Baby boy,
Baby boy,
I am supposed to be writing my prompts for my teaching application right now, but instead here I am. I would rather talk to you than sit here and try and figure out how to sell myself to get a job. In all honesty, I haven’t had to write an essay since grad school in 2009 so I’m making it a lot more difficult than it should be.
I miss you this morning. I know I always miss you, but there’s just a sadness today that has no explanation. Nothing set me off, but I’m sitting here with tears falling from my eyes.
I haven’t figured out what to do yet on the year marker. I am thinking I want to include something that is giving back to other people or the community. Who you were to your core was the caring boy who just wanted to help other people and make others happy.
My first Mother’s Day without you will be here in a few days. Last year, it was just all four of you and I hanging out together. We went to Dog Beach on Hickam with Madalynn, Elenore, and their mom. You guys spent a lot of time trying to catch little fish in your buckets. I’m thankful we had that day. For dinner, I just went to the commissary, and we got the easiest things, frozen pizza, sushi, and Luchables for dinner and then we watched a movie of my choice.
There were a lot of things going on in the background of my mind that day. Things happened the night before, but you four were there for me and to love me. You had no idea at the time, but I am so incredibly thankful for my babies. If it weren’t for you guys, I don’t think I would have made it through everything that happened and transpired in my life over this time. I wish I had appreciated it more at the time, but instead I was stuck on proving to myself that I was worth something and didn’t take the time to really soak in all the times with you guys.

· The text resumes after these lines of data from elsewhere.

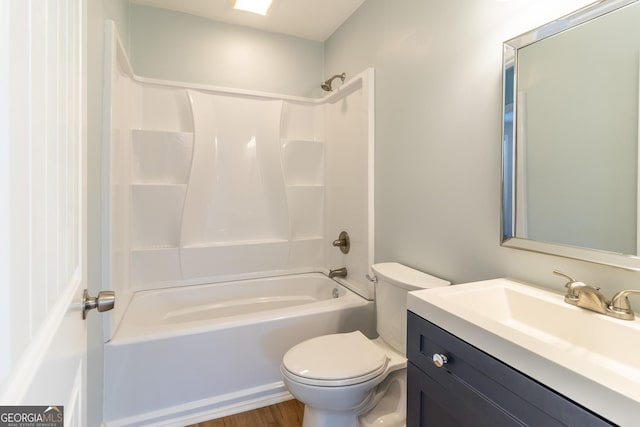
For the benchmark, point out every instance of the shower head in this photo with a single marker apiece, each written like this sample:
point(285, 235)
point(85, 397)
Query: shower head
point(326, 85)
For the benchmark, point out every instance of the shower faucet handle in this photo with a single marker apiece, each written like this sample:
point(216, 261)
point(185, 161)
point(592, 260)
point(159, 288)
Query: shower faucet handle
point(343, 242)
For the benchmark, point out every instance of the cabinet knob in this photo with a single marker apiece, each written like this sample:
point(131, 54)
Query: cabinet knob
point(439, 360)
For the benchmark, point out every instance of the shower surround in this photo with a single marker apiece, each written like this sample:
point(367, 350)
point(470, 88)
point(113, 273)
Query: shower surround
point(208, 186)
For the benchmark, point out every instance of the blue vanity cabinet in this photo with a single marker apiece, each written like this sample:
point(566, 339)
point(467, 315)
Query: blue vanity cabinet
point(473, 389)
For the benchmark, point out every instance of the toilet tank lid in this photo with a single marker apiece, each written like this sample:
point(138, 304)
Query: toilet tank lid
point(406, 277)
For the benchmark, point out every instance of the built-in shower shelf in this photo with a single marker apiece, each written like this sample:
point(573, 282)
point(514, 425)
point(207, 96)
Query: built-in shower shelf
point(158, 185)
point(236, 243)
point(302, 186)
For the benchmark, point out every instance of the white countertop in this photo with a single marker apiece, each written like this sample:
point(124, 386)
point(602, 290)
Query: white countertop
point(606, 387)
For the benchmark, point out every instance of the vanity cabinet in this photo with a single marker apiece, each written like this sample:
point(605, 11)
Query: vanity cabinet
point(473, 389)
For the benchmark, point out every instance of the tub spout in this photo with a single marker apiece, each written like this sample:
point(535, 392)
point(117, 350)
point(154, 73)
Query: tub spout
point(338, 272)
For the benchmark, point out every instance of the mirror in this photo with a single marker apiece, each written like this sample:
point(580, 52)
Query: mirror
point(570, 136)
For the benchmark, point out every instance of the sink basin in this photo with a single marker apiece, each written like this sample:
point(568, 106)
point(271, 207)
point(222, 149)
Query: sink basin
point(588, 357)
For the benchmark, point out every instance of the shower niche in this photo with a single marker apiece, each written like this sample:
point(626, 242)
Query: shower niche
point(211, 184)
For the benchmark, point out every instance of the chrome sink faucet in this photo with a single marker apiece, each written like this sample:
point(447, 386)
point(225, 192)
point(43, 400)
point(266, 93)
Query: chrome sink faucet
point(589, 297)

We did a ton of things and spent a ton of time together through your few years on this Earth. I got extra time with you because of Covid, I got extra time because I chose not to start you in kindergarten until you turned six, and I had a lot more time because I chose to homeschool you our first year and a half in Hawaii. I can look back now and be so thankful and show gratitude for all of those things, but at the time I was always in my head about failing as a mother.
I wrote that earlier part this morning, it is now evening. The day didn’t get any better and I had no explanation or trigger for anything. Everyone gets to stay up later tonight because daddy’s change of command ceremony is today. Remember the ceremony back in October of 2023 when daddy took command? You guys all looked so amazing. As with most of daddy’s Army events, you guys were bored and wanted them to end quicker than they were. I swear you started to fall asleep during that one while we were waiting for it to start. Your favorite part was when you guys got the candy leis, and it had the sour ooze in it. Tonight, daddy hands over command and his time is done. I’m sure you’ll be watching him and cheering him on.
We got very lucky with where daddy worked and who he worked with. Everyone in his company and battalion were so essential to our healing, especially right after you passed. They fought parking tickets on our van, rode our families and friends to and from the hospital, helped plan, set up, and clean up after your Celebration of Life, cleaned the house, brought food, and even got attacked by Apollo for us. In Apollo’s defense, he was trying to protect our home since nobody was home. In daddy’s thirteen years in the Army, we had never had such a community come together like that for us. I was and still am so grateful for everything they did for us.
I still don’t think everything happens for a reason, but I do believe we were meant to be where we were and surrounded by the people we were when we lost you. I’m hoping tomorrow is a better day. I love you more than anything, my baby boy. Watch over us because I’m struggling. Goodnight and sweet dreams.
Elijah wants to say, “Isaiah, I am so sorry you died. Well when I die we can do all the favorite things we did when you were alive. I love you Isaiah, well I’m going to go back and watch tv, okay?”